After a successful sports broadcasting career, Kelly Parthen traded in her camera for cuddles, but the mother of two noticed a problem when her family went out to eat.
“Kids and healthy eating wasn’t a trend,” Parthen said.
So back in 2007, she took a leap of faith, co-founding Bean Sprouts.
“It’s hard to take that risk and open the very first one and take out loans,” Parthen said. “We did a small business loan and put in our own money. It was very, very scary.”
When the fear dissipated, excitement took its place. They nailed it.
“We have something and we know there’s a need in the market,” Parthen said.
Her excitement is still evident 11 years later, as she gave FOX21 a tour of the kitchen.
“You’re already familiar with the grilled cheese, but let’s use healthier cheese and healthier bread and let’s put a couple veggies as eyes and cut it really fun,” Parthen said. “Then they’re eating the veggies without even thinking about it.”
Each restaurant has a little counter where kids can order for themselves, by pointing to dishes like the Crocamole, a hummus and avocado dish made to look like a crocodile.
“I really think that kids get excited about eating things that are fun,” Parthen said.
Rather than taking the “If you build it, they will come” approach, Kelly strategically put restaurants in places where families were already gathered, including zoos, children’s museums, and amusement parks.
Earlier this year, they opened a cafe at the Garden of the Gods Visitor and Nature Center in Colorado Springs. Her hip and healthy cafe has been ranked among the top 100 movers and shakers in the restaurant industry three times.
The Do-Re-For-Me sandwich, a spin on a PB&J with sunflower butter, organic jam and whole wheat bread made to look like a piano, was voted the best kids meal in the country.
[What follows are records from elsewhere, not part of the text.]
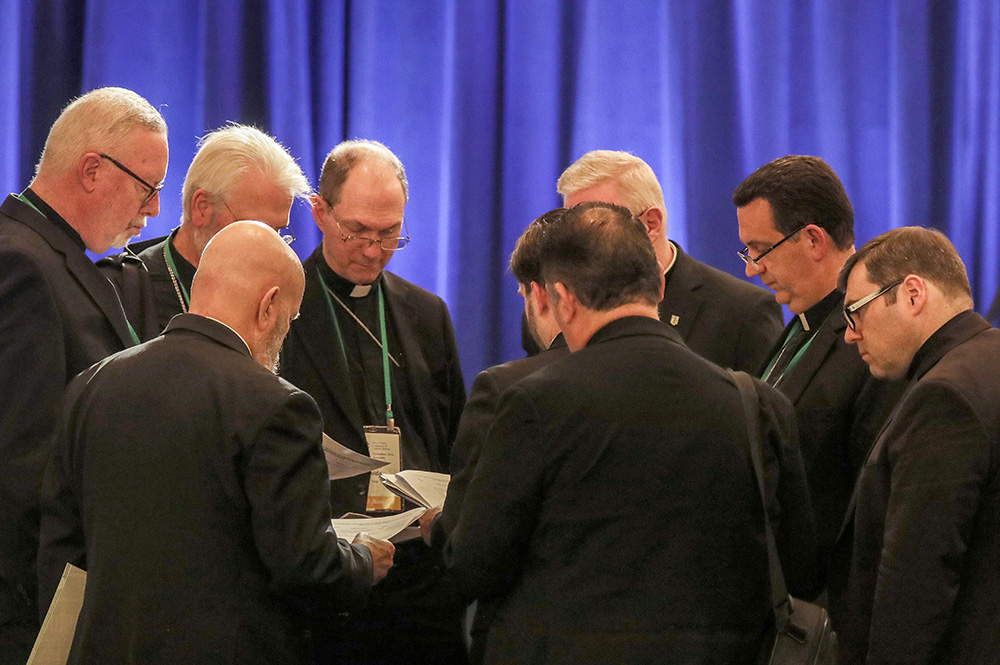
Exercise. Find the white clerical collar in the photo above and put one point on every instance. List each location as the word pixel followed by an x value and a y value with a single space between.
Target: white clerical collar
pixel 361 290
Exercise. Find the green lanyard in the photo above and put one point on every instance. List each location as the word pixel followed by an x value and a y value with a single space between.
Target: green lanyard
pixel 385 340
pixel 131 331
pixel 798 354
pixel 168 256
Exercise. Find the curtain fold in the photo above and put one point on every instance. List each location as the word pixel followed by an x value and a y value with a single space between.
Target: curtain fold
pixel 487 101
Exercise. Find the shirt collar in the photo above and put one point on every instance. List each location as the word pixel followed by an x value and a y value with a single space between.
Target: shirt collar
pixel 812 318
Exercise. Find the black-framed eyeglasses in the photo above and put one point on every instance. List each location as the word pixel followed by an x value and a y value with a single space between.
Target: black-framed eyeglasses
pixel 852 309
pixel 153 189
pixel 753 260
pixel 385 244
pixel 284 234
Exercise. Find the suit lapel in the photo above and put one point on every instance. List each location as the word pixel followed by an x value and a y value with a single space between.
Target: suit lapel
pixel 78 265
pixel 681 301
pixel 316 333
pixel 794 382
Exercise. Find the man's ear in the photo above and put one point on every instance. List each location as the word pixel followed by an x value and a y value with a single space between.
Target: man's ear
pixel 266 309
pixel 318 207
pixel 201 208
pixel 655 222
pixel 914 291
pixel 87 171
pixel 540 297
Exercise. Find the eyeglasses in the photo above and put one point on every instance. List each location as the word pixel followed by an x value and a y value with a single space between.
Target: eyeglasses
pixel 284 234
pixel 153 189
pixel 852 309
pixel 754 261
pixel 385 244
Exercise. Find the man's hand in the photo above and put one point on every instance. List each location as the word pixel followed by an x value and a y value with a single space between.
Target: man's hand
pixel 426 521
pixel 382 551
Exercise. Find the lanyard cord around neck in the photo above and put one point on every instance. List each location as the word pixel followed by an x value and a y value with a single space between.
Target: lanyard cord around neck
pixel 182 293
pixel 131 331
pixel 383 344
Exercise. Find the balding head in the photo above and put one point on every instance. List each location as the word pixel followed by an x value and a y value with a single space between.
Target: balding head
pixel 252 281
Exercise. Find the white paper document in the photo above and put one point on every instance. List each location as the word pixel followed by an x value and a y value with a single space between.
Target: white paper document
pixel 377 527
pixel 342 462
pixel 424 488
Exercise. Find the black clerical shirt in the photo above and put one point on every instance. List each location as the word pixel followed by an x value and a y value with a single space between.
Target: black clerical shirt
pixel 364 362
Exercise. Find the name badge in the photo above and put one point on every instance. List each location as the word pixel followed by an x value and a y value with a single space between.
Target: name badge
pixel 383 445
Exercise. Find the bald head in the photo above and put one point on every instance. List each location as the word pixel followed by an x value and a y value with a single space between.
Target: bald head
pixel 252 281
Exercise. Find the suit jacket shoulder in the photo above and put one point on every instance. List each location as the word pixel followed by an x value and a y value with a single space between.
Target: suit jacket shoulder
pixel 726 320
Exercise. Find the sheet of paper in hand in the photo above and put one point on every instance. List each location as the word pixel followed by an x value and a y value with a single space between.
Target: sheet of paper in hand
pixel 377 527
pixel 342 462
pixel 424 488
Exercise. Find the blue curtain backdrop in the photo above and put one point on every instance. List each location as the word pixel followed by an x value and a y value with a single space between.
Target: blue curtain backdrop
pixel 486 101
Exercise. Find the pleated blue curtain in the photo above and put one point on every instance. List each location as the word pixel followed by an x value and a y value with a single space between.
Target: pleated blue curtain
pixel 486 102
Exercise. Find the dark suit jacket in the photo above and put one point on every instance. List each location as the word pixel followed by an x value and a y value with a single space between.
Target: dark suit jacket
pixel 925 573
pixel 148 293
pixel 58 317
pixel 727 320
pixel 311 360
pixel 197 481
pixel 840 407
pixel 614 509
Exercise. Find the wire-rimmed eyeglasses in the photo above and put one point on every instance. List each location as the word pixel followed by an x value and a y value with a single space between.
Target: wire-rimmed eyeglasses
pixel 153 189
pixel 753 260
pixel 852 309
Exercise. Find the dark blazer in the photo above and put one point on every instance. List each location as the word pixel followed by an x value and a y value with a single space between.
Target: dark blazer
pixel 727 320
pixel 310 359
pixel 615 513
pixel 839 407
pixel 925 573
pixel 479 413
pixel 147 292
pixel 58 316
pixel 197 482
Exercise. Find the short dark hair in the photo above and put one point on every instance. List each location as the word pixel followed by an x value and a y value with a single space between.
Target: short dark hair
pixel 525 260
pixel 348 154
pixel 801 189
pixel 601 253
pixel 911 250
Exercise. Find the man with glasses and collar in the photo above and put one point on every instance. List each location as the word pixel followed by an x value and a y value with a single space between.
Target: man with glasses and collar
pixel 797 225
pixel 924 582
pixel 378 354
pixel 96 183
pixel 239 173
pixel 724 319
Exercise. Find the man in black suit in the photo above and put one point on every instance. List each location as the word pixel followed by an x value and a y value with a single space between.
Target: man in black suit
pixel 614 509
pixel 190 482
pixel 481 409
pixel 724 319
pixel 96 183
pixel 238 173
pixel 924 585
pixel 798 227
pixel 360 325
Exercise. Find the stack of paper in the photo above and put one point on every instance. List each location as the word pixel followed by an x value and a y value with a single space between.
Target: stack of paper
pixel 424 488
pixel 376 527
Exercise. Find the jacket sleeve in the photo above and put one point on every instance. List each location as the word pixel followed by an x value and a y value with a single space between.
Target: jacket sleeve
pixel 789 505
pixel 286 483
pixel 939 459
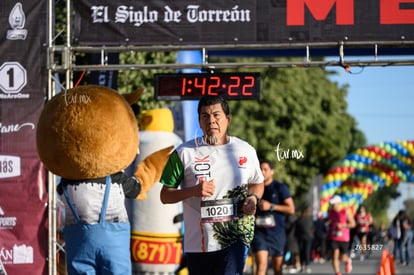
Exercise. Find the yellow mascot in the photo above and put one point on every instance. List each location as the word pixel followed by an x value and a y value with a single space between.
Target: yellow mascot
pixel 156 233
pixel 88 135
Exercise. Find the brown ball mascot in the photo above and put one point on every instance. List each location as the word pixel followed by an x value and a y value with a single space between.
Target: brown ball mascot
pixel 88 135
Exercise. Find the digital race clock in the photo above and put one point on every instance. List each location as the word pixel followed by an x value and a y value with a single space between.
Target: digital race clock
pixel 193 86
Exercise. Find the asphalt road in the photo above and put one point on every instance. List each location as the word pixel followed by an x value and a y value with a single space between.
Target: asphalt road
pixel 369 266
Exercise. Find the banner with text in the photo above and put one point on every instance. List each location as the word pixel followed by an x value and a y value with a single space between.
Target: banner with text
pixel 23 189
pixel 217 22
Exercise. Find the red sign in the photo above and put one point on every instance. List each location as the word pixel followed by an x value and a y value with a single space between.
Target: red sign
pixel 23 192
pixel 218 22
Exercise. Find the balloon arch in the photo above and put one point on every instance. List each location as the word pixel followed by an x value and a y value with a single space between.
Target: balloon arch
pixel 360 174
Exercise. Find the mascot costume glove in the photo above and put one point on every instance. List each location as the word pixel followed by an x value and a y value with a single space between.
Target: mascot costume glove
pixel 88 135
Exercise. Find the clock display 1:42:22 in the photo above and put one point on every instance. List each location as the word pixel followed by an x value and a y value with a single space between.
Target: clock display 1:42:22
pixel 193 86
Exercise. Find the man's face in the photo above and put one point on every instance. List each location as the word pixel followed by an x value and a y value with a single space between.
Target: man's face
pixel 214 123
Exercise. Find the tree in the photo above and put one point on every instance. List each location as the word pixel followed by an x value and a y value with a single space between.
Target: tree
pixel 300 123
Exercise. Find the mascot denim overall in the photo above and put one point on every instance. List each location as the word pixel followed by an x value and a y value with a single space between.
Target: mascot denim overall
pixel 97 249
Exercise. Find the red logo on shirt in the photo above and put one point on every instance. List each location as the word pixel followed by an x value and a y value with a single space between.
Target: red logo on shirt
pixel 242 161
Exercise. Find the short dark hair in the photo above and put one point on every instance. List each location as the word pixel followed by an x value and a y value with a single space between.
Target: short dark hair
pixel 209 100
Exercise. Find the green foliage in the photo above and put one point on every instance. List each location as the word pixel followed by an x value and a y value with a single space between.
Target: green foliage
pixel 130 80
pixel 300 123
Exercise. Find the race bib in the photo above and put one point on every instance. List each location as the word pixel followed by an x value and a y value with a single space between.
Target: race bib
pixel 265 221
pixel 218 210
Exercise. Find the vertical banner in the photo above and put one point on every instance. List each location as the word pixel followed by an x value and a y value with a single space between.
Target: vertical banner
pixel 23 192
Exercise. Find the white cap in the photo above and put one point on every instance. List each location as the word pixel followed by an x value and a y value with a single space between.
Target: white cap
pixel 335 199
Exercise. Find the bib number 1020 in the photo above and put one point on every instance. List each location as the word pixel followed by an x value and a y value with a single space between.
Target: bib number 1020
pixel 13 77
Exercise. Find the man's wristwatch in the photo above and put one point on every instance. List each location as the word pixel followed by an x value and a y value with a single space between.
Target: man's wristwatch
pixel 256 196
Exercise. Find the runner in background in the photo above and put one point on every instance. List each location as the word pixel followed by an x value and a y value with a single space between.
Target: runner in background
pixel 363 221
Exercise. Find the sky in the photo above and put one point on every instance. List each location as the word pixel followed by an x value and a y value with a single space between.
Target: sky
pixel 381 99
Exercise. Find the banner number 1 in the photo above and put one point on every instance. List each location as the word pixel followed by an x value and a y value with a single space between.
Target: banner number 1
pixel 13 77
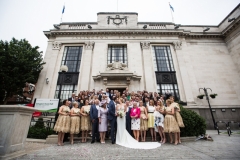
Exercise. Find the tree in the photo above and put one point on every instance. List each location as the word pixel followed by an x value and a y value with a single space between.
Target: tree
pixel 19 63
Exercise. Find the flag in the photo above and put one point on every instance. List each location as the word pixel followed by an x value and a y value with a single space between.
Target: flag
pixel 171 7
pixel 63 9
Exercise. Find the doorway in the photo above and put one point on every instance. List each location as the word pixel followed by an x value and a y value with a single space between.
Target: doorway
pixel 119 89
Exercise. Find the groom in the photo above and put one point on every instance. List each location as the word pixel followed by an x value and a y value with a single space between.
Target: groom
pixel 112 117
pixel 94 119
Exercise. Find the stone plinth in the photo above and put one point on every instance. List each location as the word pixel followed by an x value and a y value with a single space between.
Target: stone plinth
pixel 14 126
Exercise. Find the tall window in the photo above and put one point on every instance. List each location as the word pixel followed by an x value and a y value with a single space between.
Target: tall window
pixel 67 82
pixel 72 58
pixel 117 53
pixel 165 72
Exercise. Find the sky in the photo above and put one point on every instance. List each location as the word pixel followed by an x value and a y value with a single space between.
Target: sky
pixel 29 18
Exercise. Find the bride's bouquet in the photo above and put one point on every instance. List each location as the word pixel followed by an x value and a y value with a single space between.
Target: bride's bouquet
pixel 87 111
pixel 121 113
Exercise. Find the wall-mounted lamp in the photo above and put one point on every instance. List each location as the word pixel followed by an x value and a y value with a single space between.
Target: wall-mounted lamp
pixel 63 68
pixel 56 26
pixel 177 26
pixel 231 19
pixel 89 26
pixel 206 29
pixel 47 81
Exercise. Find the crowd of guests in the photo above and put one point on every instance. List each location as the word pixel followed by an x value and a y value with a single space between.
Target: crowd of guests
pixel 88 112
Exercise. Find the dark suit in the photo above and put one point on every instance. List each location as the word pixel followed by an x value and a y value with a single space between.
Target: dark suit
pixel 112 118
pixel 128 121
pixel 94 116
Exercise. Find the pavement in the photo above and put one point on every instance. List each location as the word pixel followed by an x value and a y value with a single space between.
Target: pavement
pixel 222 147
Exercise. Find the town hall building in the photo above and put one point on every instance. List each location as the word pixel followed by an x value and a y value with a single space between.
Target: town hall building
pixel 117 52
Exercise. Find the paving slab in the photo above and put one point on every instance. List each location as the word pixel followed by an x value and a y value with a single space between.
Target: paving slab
pixel 222 147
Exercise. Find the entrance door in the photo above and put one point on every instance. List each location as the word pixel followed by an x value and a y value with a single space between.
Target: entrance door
pixel 119 89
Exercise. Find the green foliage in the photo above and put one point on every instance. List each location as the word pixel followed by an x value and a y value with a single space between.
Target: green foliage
pixel 195 125
pixel 20 63
pixel 39 131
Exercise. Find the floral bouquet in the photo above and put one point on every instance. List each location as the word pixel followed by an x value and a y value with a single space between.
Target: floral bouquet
pixel 121 113
pixel 87 111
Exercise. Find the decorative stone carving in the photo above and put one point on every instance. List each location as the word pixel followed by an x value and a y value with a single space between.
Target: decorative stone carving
pixel 117 65
pixel 56 45
pixel 89 45
pixel 117 20
pixel 177 45
pixel 145 45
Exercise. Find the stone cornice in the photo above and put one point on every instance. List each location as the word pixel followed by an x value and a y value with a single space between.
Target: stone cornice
pixel 135 32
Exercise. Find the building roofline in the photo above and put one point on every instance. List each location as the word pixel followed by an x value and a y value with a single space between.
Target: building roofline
pixel 229 14
pixel 117 13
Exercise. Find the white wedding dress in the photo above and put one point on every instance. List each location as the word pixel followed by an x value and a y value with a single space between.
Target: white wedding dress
pixel 123 138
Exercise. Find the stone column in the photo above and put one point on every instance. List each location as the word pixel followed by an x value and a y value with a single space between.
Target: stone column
pixel 14 125
pixel 149 78
pixel 86 65
pixel 185 82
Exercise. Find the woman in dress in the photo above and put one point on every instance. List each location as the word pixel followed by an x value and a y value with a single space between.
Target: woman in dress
pixel 85 121
pixel 135 122
pixel 170 123
pixel 75 121
pixel 62 125
pixel 102 117
pixel 143 121
pixel 177 116
pixel 151 119
pixel 159 120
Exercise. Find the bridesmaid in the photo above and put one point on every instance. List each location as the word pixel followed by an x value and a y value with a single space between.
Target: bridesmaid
pixel 177 116
pixel 143 121
pixel 102 117
pixel 85 121
pixel 151 121
pixel 62 125
pixel 135 115
pixel 170 123
pixel 159 120
pixel 75 121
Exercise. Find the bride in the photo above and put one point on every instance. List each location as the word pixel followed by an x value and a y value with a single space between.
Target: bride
pixel 123 138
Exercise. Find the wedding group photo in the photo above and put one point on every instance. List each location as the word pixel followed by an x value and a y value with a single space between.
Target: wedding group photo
pixel 119 79
pixel 129 116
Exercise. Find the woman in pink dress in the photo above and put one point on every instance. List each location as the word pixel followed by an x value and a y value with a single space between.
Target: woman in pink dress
pixel 135 123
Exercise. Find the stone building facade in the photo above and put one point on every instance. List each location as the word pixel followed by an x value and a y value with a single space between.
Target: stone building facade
pixel 157 57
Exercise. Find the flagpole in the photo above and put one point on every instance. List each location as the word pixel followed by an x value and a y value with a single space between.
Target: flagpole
pixel 62 12
pixel 171 12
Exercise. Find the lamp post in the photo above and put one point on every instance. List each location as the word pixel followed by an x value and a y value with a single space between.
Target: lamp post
pixel 206 94
pixel 63 69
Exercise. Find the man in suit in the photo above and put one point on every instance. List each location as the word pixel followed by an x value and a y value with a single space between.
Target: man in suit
pixel 128 118
pixel 94 119
pixel 112 117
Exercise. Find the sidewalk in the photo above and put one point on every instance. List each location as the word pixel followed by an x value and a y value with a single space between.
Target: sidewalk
pixel 222 147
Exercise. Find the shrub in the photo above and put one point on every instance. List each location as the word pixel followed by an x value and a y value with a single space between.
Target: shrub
pixel 195 125
pixel 39 131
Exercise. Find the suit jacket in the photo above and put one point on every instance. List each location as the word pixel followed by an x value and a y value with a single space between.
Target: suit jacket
pixel 128 118
pixel 93 112
pixel 111 110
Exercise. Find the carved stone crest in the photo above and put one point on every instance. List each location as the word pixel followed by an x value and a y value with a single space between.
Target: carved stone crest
pixel 177 45
pixel 56 45
pixel 145 45
pixel 89 45
pixel 117 20
pixel 117 65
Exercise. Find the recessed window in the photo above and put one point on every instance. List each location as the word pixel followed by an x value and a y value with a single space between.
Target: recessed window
pixel 117 53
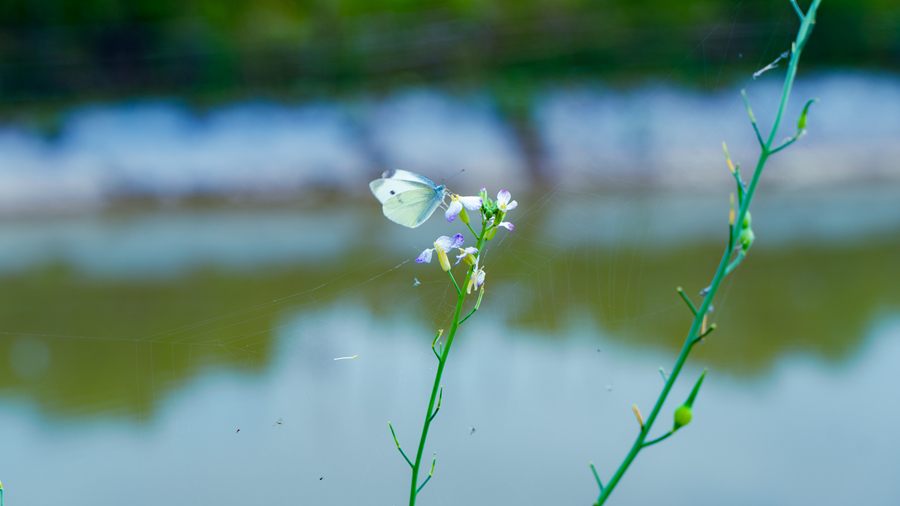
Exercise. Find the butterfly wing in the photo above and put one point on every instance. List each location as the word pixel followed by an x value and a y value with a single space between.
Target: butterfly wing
pixel 394 182
pixel 411 208
pixel 405 175
pixel 384 189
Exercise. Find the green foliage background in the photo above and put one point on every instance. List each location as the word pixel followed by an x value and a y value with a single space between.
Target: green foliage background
pixel 58 48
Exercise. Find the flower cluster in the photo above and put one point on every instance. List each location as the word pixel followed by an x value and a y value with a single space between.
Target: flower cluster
pixel 492 214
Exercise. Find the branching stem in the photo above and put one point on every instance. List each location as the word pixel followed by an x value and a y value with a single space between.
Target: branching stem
pixel 436 390
pixel 802 36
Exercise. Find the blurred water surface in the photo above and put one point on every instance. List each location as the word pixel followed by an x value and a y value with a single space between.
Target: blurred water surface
pixel 140 340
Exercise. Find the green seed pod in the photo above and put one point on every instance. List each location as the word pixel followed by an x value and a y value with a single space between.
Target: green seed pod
pixel 747 237
pixel 683 416
pixel 801 123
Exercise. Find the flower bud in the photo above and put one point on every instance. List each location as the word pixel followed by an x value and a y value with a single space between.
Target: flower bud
pixel 683 416
pixel 469 259
pixel 463 216
pixel 442 257
pixel 747 237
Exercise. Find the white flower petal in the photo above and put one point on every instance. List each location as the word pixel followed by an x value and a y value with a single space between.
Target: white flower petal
pixel 443 242
pixel 453 210
pixel 425 257
pixel 471 203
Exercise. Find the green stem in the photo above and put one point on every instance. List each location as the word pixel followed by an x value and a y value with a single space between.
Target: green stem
pixel 429 416
pixel 802 35
pixel 667 434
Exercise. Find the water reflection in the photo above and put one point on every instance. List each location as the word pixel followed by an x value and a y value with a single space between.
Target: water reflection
pixel 539 407
pixel 112 315
pixel 586 133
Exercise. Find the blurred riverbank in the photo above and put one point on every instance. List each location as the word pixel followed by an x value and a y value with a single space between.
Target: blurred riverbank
pixel 577 136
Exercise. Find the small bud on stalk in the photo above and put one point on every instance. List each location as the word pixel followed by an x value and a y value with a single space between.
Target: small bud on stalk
pixel 747 237
pixel 683 416
pixel 442 257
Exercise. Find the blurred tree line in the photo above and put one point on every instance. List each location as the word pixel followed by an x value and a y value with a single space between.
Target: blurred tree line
pixel 69 48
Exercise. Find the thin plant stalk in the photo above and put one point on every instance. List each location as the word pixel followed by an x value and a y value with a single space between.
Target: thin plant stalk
pixel 745 198
pixel 442 361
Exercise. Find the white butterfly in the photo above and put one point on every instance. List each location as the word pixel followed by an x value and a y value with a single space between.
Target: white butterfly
pixel 407 199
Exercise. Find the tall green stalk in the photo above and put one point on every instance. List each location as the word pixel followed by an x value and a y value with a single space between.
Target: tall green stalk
pixel 437 389
pixel 737 238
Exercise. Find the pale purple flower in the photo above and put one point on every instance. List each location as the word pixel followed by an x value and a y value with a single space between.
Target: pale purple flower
pixel 457 203
pixel 467 252
pixel 503 203
pixel 443 243
pixel 476 280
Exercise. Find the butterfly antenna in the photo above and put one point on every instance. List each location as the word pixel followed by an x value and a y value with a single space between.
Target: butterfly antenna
pixel 453 176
Their mission, getting a boost by former First Lady Michelle Obama’s Let’s Move campaign, brought them all the way to the White House.
Bean Sprouts is now 14 locations strong and projected to bring in about $5 million in revenue this year.
Parthen has involved her kids, who’ve served as her taste testers, in the whole process. They’ve been there for the big moments, the grand openings and the book launches, but also for the tough times. She wanted to show them perseverance, with a side of playfulness, pays off.
“There has been so many times when we could’ve given up, but we believed what we were doing,” Parthen said. “It wasn’t always an easy road, and for my kids to see that perseverance is really important.”